The event, which drew a passionate crowd of literature enthusiasts to the Shahriar district (southwest of Tehran), also featured a special guest appearance by Ali Asghar Haddad, the celebrated translator of German literature (Kafka, Mann). During the session, Badiei read excerpts from his legendary Persian translation of Ulysses and dissected the challenges of literary translation and the structural shifts from classical to modern novels.

📖 The Turbulent Saga of the Persian “Ulysses”

Manouchehr Badiei began by addressing the elephant in the room: the publishing status of his magnum opus. For English readers, it is important to note that while Badiei completed the translation of Ulysses years ago, it has faced a complex battle with censorship and bureaucracy in Iran.

“The translation of Ulysses was completed years ago and, at one point, even received a publishing permit. However, due to reasons partly stemming from media misunderstandings and false reports in certain hardline newspapers, it was held back from publication. Nevertheless, I believe this work will find its way, for literature cannot be imprisoned.”

He further elaborated on Joyce’s revolutionary style: “James Joyce did something in Ulysses that had no precedent. He stripped away elements that did not belong to the novel and, instead of long, classical descriptions, turned to the ‘Interior Monologue.’ In this work and his other masterpiece, Finnegans Wake, Joyce manifested the boundary between wakefulness and sleep, the conscious and the unconscious, within language itself.”

🗝 Precision in Tone: The Key to Literary Masterpieces

Badiei, who has also translated Joyce’s A Portrait of the Artist as a Young Man, shifted focus to the nuance of tone, using Albert Camus’ The Stranger as a case study. Critiquing various English and Persian translations of the famous opening line (“Aujourd’hui, maman est morte”), he remarked:

“The difference between the words ‘Mother’ and ‘Maman’ in French carries a distinct emotional and semantic weight that Camus used consciously. A translator must grasp these subtleties. Translation is not merely the conversion of words; it is the transfer of the author’s ‘lifeworld’ (Lebenswelt) into the target language.”

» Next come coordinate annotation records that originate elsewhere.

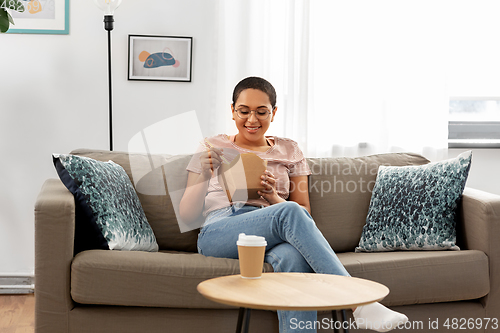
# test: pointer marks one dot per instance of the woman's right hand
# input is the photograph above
(210, 160)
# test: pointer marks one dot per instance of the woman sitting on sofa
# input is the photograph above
(294, 243)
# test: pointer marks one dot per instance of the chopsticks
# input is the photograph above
(208, 145)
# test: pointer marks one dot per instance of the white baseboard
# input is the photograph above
(17, 284)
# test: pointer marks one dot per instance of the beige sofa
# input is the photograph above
(118, 291)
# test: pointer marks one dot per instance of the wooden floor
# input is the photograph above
(17, 313)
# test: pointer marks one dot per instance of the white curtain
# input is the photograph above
(353, 77)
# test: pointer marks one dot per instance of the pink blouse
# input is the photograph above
(284, 160)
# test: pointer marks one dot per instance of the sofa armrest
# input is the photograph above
(480, 224)
(54, 239)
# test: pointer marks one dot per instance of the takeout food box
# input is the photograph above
(240, 179)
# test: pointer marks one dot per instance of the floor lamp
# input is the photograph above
(109, 6)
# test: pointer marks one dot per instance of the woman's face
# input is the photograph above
(253, 129)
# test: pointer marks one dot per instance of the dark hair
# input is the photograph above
(258, 83)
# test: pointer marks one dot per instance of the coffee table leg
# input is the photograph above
(344, 320)
(243, 320)
(345, 324)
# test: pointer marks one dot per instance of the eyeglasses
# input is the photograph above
(261, 114)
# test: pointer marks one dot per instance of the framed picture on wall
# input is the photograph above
(159, 58)
(40, 17)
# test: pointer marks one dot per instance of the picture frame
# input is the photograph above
(160, 58)
(41, 17)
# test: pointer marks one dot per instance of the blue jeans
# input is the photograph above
(294, 244)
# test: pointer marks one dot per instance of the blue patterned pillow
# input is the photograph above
(109, 214)
(413, 207)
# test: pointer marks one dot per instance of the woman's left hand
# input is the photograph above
(269, 193)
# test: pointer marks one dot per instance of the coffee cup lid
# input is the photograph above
(251, 240)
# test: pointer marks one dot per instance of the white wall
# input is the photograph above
(53, 98)
(484, 172)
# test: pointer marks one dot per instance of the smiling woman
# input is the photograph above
(282, 213)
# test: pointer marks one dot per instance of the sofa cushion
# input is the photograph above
(163, 279)
(340, 191)
(149, 176)
(170, 279)
(111, 216)
(414, 207)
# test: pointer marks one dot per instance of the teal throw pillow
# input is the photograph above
(109, 214)
(414, 207)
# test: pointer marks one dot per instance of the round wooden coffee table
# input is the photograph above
(291, 291)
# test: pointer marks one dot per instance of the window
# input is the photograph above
(474, 122)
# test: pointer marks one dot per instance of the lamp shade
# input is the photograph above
(108, 6)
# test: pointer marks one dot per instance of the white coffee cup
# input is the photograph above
(251, 250)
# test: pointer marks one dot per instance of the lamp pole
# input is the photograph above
(109, 6)
(108, 26)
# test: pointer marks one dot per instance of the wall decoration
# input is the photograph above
(159, 58)
(41, 17)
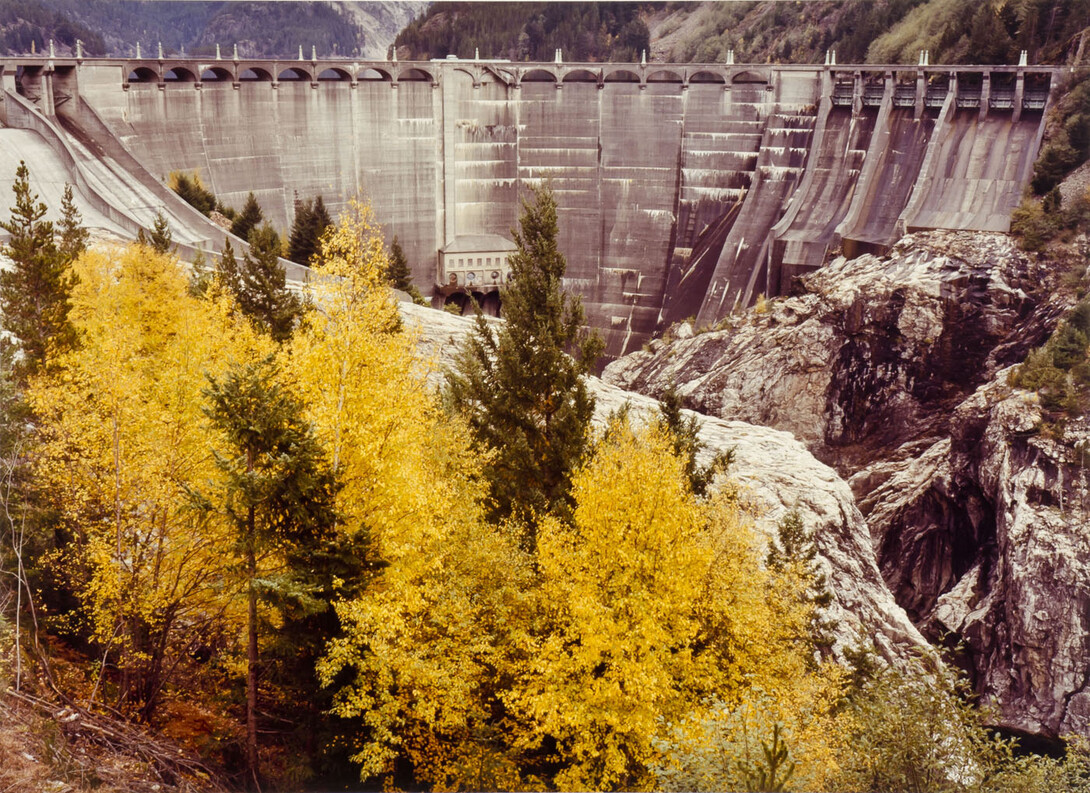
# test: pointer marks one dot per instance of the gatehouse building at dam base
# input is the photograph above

He also touched upon a structural issue in the Iranian literary scene: “We have excellent translators—sometimes Persian translations of French or German works surpass their English counterparts due to our translators’ precision. However, our problem lies in creative writing education. In the West, writing is taught in schools and classes; here, there is a misconception that writing is solely an internal eruption that requires no technical training.”

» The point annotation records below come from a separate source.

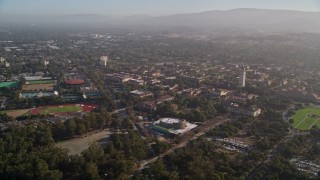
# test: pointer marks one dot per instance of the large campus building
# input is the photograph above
(172, 126)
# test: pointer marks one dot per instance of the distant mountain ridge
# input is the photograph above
(255, 19)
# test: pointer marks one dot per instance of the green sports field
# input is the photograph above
(12, 84)
(60, 109)
(305, 118)
(41, 82)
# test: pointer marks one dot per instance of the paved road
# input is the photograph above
(144, 164)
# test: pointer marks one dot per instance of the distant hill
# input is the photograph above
(257, 19)
(236, 19)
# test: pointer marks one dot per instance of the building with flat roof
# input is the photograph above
(172, 126)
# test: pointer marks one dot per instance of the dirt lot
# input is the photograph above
(38, 87)
(76, 146)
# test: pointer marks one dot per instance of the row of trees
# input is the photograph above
(29, 153)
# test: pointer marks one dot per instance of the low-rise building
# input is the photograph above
(141, 94)
(244, 111)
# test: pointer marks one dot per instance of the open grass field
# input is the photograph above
(38, 87)
(12, 84)
(15, 113)
(76, 146)
(41, 82)
(305, 118)
(64, 109)
(61, 110)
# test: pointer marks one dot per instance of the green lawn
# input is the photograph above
(41, 82)
(302, 122)
(61, 109)
(12, 84)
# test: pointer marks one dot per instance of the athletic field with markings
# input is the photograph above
(305, 118)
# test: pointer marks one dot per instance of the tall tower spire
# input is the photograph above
(242, 78)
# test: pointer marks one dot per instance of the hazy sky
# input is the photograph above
(145, 7)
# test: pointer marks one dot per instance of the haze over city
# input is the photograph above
(145, 7)
(160, 90)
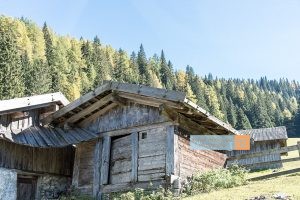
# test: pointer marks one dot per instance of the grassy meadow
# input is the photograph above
(288, 184)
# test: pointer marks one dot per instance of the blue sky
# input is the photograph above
(245, 39)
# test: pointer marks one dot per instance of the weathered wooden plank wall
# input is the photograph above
(126, 116)
(120, 162)
(190, 161)
(83, 175)
(257, 147)
(41, 160)
(152, 155)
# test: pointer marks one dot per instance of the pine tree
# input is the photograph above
(242, 120)
(166, 73)
(10, 63)
(51, 58)
(142, 65)
(100, 62)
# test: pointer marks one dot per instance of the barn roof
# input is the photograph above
(37, 136)
(79, 113)
(264, 134)
(17, 104)
(95, 103)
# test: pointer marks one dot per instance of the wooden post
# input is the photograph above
(97, 168)
(76, 167)
(170, 151)
(105, 160)
(298, 143)
(134, 156)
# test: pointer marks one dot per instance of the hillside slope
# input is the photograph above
(35, 60)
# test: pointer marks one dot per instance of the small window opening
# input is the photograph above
(144, 135)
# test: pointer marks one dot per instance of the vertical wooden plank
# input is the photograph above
(134, 156)
(170, 151)
(298, 143)
(97, 167)
(76, 166)
(176, 152)
(105, 160)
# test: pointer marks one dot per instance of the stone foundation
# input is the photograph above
(51, 187)
(8, 184)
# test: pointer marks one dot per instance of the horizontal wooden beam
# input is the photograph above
(89, 109)
(122, 187)
(97, 114)
(38, 101)
(150, 101)
(129, 130)
(185, 122)
(266, 152)
(85, 98)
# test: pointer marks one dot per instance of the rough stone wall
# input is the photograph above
(51, 187)
(8, 184)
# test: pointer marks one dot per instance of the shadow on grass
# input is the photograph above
(292, 172)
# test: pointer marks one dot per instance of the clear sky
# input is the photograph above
(242, 38)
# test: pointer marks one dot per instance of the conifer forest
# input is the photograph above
(36, 60)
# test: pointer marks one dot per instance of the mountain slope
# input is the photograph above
(35, 60)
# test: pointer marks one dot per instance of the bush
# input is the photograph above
(141, 194)
(232, 176)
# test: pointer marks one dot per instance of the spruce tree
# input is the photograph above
(12, 84)
(242, 120)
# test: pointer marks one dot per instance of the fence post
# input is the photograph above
(298, 143)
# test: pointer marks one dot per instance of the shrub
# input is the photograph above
(141, 194)
(232, 176)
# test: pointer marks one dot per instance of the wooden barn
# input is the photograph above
(115, 138)
(262, 139)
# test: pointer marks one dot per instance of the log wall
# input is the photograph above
(84, 167)
(188, 162)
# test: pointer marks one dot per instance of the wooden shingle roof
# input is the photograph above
(111, 94)
(264, 134)
(17, 104)
(37, 136)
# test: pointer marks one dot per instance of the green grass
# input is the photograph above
(288, 184)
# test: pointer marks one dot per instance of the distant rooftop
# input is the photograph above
(17, 104)
(263, 134)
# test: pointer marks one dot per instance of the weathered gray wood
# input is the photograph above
(97, 167)
(33, 102)
(170, 151)
(266, 152)
(150, 101)
(130, 186)
(75, 176)
(134, 156)
(152, 162)
(125, 131)
(89, 109)
(105, 160)
(210, 117)
(298, 143)
(51, 160)
(97, 114)
(76, 103)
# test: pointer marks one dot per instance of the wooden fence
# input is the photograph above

🌍 A Creator Who Predicted the Modern World

Ali Asghar Haddad, the translator of Kafka and Robert Musil, took the stage to support Badiei’s views. “The era of the universal classical novel that explained everything is over,” Haddad asserted. “Writers like Joyce, Kafka, and Musil pioneered a path where ‘individuality’ and ‘subjectivity’ replaced linear narratives.”

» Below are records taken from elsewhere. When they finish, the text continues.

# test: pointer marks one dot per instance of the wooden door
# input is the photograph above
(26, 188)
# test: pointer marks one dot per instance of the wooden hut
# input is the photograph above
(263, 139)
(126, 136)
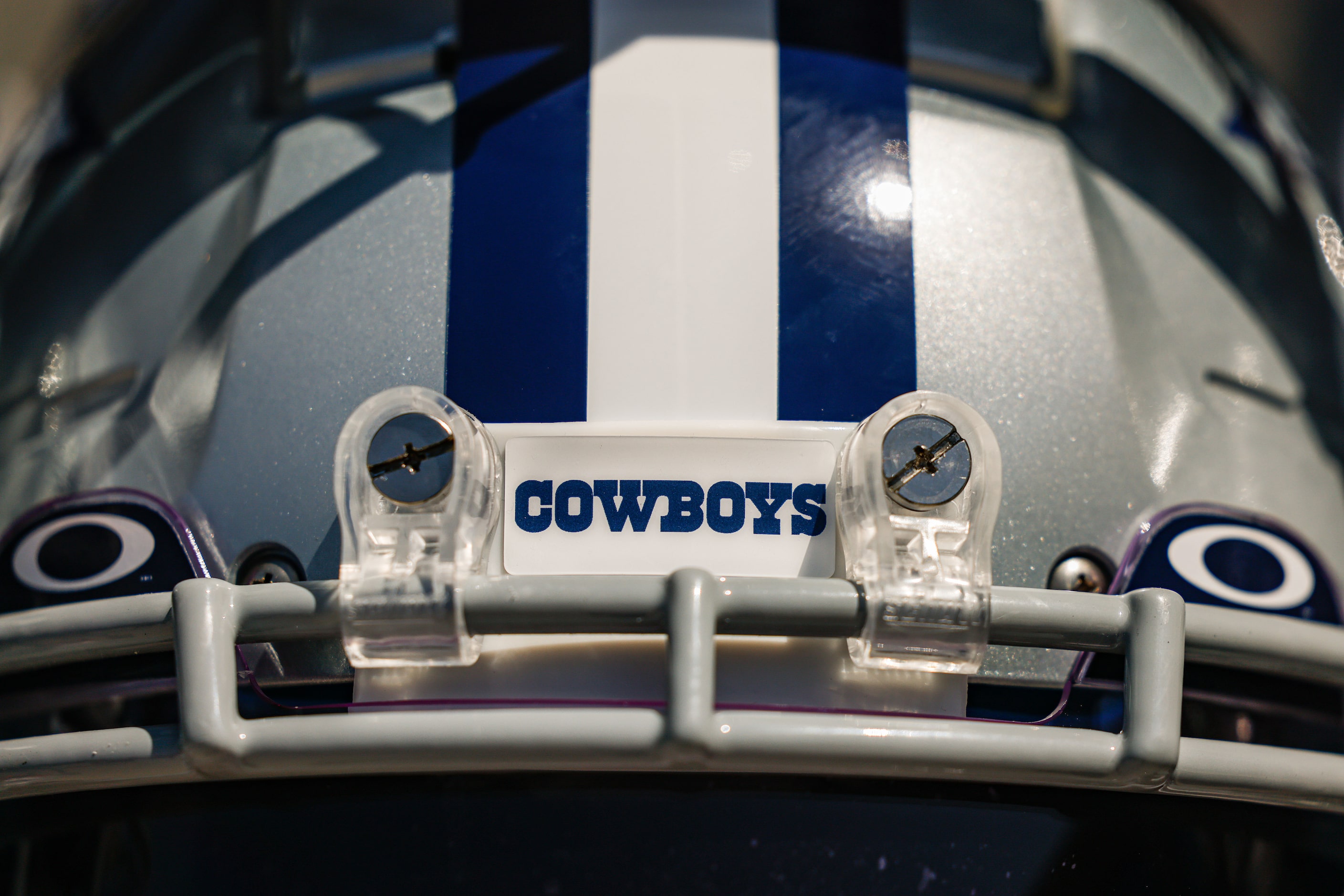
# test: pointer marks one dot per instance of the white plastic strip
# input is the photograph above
(683, 222)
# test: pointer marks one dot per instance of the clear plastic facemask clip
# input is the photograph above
(920, 488)
(417, 492)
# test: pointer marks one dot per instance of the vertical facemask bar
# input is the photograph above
(920, 491)
(407, 542)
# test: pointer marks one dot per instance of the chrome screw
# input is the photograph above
(1080, 573)
(410, 458)
(925, 462)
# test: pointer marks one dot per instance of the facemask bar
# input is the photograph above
(917, 544)
(402, 559)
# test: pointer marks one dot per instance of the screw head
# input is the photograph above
(1080, 574)
(925, 462)
(410, 458)
(265, 563)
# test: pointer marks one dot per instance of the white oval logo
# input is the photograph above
(1187, 557)
(137, 543)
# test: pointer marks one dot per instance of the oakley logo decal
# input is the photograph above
(1291, 586)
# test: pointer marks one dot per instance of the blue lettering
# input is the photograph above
(737, 515)
(523, 513)
(629, 507)
(570, 491)
(810, 519)
(685, 504)
(768, 498)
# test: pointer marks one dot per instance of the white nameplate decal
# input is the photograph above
(652, 506)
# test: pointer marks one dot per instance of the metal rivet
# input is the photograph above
(268, 563)
(925, 462)
(410, 458)
(1080, 573)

Haddad praised his colleague’s work, stating: “What Badiei has achieved with Ulysses goes beyond ordinary translation; it is a form of linguistic research. Modern German and European literature owes a debt to the audacity writers like Joyce showed in breaking linguistic forms.”

🐈 Reading Leopold Bloom

A highlight of the evening was Badiei’s reading of a chapter from Ulysses. He chose the famous morning scene featuring Leopold Bloom—specifically the sensory-rich descriptions of frying a kidney for breakfast and his interaction with his cat. The reading, which demonstrated Joyce’s ability to elevate the mundane through high yet tangible language, received prolonged applause from the audience.

In his concluding remarks, Badiei emphasized the cultural necessity of his craft:

“Translation is the only way for dialogue between nations. It is through translation that we understand how others think, how they suffer, and how they rejoice. I hope the new generation of translators will preserve this bridge with obsession and precision.”

The ceremony ended with a book signing and a Q&A session regarding the complexities of translating Joyce.